Using plant residues as a mulch, modifies soil properties and enhances crop productivity potential under conservation agriculture. Scientists Ranaivoson et al. reviewed the benefits of mulch on soil water processes, soil erosion, soil nutrient supply, soil organic carbon, weed infestation and abundance of meso- and macrofauna. They showed evidence of improved performances with increasing amounts of surface crop residues.
Increasing carbon stocks in agricultural areas seeks to reinforce food security and affect climate change. In the context of the 4 per 1000 international initiative, scientists Dignac et al. review recent advances on the mechanisms of soil organic carbon stabilisation/destabilisation and show how agricultural practices influence these mechanisms. They show how these mechanisms can be integrated in global climatic models to ameliorate predictions of soil organic carbon stock evolution.
Soil erosion is a major issue for crop production, and is expected to increase with climate change.
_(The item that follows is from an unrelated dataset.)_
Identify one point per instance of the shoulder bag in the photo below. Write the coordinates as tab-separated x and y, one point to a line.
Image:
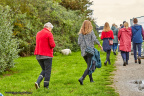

Measuring soil loss is difficult and few reliable methods are available. Agronomists Duan et al. designed a new method to calculate soil loss tolerance, taking into account soil productivity.
Global warming is induced by several factors, notably by the emission of greenhouse gases such as carbon dioxide (CO2) and nitrous oxide (N2O) by some agricultural practices. Agronomists Vermue et al. measured the nitrous oxide emissions of various weed management options. They found the highest emissions, of 5226 g per hectare, in the no tillage system, versus 177 g for intensive tillage. Most N2O emissions occurred in spring.